SPENDING: Defence spending is set to structurally rise around the world with the new normal of geopolitical tension and end of the multi-decade peace dividend. The US passed $95 billion of supplemental defence aid for Ukraine, Israel, Taiwan. And the UK committed to take the lead in Europe, by boosting spending to 2.5% of GDP by 2030. Europe spends proportionately less on defence than most but has started a multi-year catch up. Growing spending at three times the rate of the dominant US. This is driving outperformance of its smaller local defence stocks where this extra money goes a disproportionately long way versus lagging US defence giants.
READ ACROSS: More spending does not always equal better defence stock performance. This is one reason the US defence ETF (ITA) has been lagging the S&P 500 in the past year. As 1) it is lumpy, multi-year, and weapons system dependent. 2) Much of the extra outlay can be on non-weapons spending like wages, housing, and pensions. 3) Many contractors are part of bigger defence, space, and aerospace conglomerates. But Europe’s smaller and less diversified defence stocks have been on a tear. Rolls Royce (LON:RR.L) is the top performer in Europe’s Stoxx 600 the past year, with Italy’s Leonardo 3rd (LDO.MI), and German Rheinmetall (RHM.DE) 6th.
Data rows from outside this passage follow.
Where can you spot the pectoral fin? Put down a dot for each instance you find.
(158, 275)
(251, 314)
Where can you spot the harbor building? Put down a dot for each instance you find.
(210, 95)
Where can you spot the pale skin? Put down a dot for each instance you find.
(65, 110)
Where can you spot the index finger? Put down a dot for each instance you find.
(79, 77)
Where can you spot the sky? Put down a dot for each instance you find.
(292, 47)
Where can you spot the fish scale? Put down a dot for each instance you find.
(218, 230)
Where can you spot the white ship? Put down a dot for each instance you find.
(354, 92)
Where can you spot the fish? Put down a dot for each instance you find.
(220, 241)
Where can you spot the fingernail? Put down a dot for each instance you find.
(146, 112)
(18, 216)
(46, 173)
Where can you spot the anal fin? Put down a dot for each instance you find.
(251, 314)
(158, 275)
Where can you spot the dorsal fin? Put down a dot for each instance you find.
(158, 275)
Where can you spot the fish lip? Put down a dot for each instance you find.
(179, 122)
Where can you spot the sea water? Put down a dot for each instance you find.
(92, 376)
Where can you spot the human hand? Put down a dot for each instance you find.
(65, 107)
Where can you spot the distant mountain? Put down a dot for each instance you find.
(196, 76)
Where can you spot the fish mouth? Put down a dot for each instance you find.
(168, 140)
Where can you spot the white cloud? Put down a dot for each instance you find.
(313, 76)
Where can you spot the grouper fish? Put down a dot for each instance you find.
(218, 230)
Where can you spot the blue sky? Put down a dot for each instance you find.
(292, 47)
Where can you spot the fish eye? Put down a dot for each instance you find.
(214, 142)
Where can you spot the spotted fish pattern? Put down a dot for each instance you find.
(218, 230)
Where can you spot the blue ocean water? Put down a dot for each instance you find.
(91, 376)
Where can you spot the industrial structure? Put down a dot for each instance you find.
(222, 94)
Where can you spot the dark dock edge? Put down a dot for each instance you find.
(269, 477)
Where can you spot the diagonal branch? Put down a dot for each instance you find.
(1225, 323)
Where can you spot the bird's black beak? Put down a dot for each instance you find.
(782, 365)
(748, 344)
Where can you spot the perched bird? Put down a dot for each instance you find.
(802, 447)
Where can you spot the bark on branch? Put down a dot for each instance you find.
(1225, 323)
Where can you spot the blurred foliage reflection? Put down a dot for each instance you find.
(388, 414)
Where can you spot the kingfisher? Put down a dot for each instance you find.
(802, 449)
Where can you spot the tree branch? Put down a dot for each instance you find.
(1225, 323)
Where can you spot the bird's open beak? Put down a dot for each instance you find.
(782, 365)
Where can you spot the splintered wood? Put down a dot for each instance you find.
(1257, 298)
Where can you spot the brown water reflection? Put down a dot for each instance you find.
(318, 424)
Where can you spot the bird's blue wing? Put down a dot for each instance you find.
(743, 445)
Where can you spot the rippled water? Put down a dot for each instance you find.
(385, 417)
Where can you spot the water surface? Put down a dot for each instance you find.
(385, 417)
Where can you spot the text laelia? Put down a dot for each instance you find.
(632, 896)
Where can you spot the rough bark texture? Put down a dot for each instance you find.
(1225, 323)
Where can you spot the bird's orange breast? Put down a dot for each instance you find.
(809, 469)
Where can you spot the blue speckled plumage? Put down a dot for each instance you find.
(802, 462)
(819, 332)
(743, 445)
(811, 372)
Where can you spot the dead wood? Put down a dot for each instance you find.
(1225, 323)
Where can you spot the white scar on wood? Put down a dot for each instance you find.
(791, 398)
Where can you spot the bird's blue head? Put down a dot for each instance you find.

CONTEXT: World defence spending has fallen by a proportional 60% since its cold war highs (see chart) and averaged 2.3% of global GDP, or $2.4 trillion, last year. The US is by far the largest defence spender. With its $900 billion budget representing 37% of global spending and three times larger than no.2 China. These top 2 account for over half of total spending. Russia is the 3rd largest global spender, at around $100 billion. The Arab world leads proportional spending at near 5% of GDP. Europe lags, under the oft-spoken minimum target 2.0% of GDP. But has started to catch up and is growing spending at some of the fastest rates globally.